IBM Letting Intel Loose With Stock Sale : Analysts Say the Move Signals Renewed Confidence in Chip Maker
SAN FRANCISCO — IBM’s sale on Friday of 5.9 million shares of Intel is the third major step the computer-industry giant has taken to reduce its ownership interest in the Silicon Valley semiconductor company.
Rather than signaling a lack of confidence in Intel, IBM said its sale of the 5% stake indicates that it now believes Intel is strong enough to stand on its own two feet. Intel makes the microprocessors--tiny computers on a chip--that serve as the “brains” of IBM’s line of personal computers.
IBM invested $642.7 million in Intel during 1983 and 1984 to ensure that the company would have enough cash to develop new generations of microprocessors. At the time, Intel faced serious cash problems as a result of an industry slump and bruising competition from Japanese semiconductor houses.
But with demand surging again for personal computers, and with Intel the sole supplier of the high-end 80386 device used in top-of-the-line IBM and compatible personal computers, the company is thriving.
Intel’s net income in the first half of the year was $72 million, contrasted with a year-earlier loss of $43 million, on a 42% gain in revenue to $833 million. “We feel that our goal of strengthening a major partner has been accomplished,” IBM spokeswoman Marti Easterbrook said. IBM’s after-tax profit of more than $80 million was pure gravy.
When IBM announced its decision to buy a stake in Intel, there was widespread speculation that the deal was a precursor to an acquisition of the entire company. That speculation was heightened when IBM swallowed telecommunications equipment supplier Rolm after first buying a small stake.
But that possibility began to wane in February, 1986, when IBM reduced its Intel stake by selling $300 million in Eurobonds that are convertible into 7.8 million Intel shares.
“That was the beginning of the unwinding of IBM’s position,” said analyst Steven Cohen of Gartner Securities in Stamford, Conn.
The second step came in June this year, when IBM sold 8.9 million Intel shares back to the newly cash-rich semiconductor company for $361.6 million. With Friday’s $300-million sale, IBM will continue to hold 7.8 million shares, or slightly more than 6%, of Intel.
“Those shares will exactly cover the conversion of the Eurobonds” when the buyers of the IBM bonds exchange them, said William Easterbrook, an analyst for Kidder, Peabody & Co. in San Francisco and no relation to the IBM spokeswoman.
Despite the sale, “IBM and Intel continue to maintain a strong and productive business relationship,” IBM said in a statement Friday.
An Intel spokeswoman added that IBM remains Intel’s largest customer.

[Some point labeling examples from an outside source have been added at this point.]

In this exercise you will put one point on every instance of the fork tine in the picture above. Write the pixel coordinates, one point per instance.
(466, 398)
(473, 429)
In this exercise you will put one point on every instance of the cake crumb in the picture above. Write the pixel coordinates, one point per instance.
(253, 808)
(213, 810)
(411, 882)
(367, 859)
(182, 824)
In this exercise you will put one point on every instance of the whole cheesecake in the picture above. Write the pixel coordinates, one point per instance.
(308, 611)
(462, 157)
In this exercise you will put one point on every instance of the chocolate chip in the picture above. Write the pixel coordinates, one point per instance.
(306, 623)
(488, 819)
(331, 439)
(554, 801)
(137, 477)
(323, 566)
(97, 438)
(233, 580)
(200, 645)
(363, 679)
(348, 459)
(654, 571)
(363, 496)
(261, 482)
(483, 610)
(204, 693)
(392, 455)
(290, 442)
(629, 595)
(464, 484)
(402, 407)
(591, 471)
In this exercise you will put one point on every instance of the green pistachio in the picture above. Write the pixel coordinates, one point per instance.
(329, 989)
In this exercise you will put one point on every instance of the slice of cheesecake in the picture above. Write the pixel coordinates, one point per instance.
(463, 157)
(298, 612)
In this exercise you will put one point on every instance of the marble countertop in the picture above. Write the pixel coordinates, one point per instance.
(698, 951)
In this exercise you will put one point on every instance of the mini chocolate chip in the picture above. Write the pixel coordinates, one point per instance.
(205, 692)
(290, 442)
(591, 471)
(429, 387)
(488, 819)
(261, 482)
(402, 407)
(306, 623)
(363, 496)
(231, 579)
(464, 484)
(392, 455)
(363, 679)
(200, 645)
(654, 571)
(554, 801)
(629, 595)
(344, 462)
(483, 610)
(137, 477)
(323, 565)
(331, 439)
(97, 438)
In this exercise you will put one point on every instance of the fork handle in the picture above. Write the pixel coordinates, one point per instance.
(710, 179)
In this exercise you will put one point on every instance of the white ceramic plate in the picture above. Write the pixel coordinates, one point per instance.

But analyst Cohen noted that, unlike the old PCs that IBM assembled from purchased parts, the company’s new line of personal computers, known as the Personal System/2, is being manufactured largely with IBM-built components.
“I expect you’ll even begin to see IBM supply its own microprocessors,” Cohen added. Intel has granted IBM the only license to make the high-end 80386 microprocessor.
In any case, the analyst said, “IBM is focusing a lot more on its own main lines of business.”
“They’ve been cutting back on outside investments,” he added, noting that IBM and Merrill Lynch recently disbanded a joint venture to provide automated securities quotes to brokerage houses.
IBM also acquired a 16.6% stake in MCI, the long-distance phone company, in October, 1985.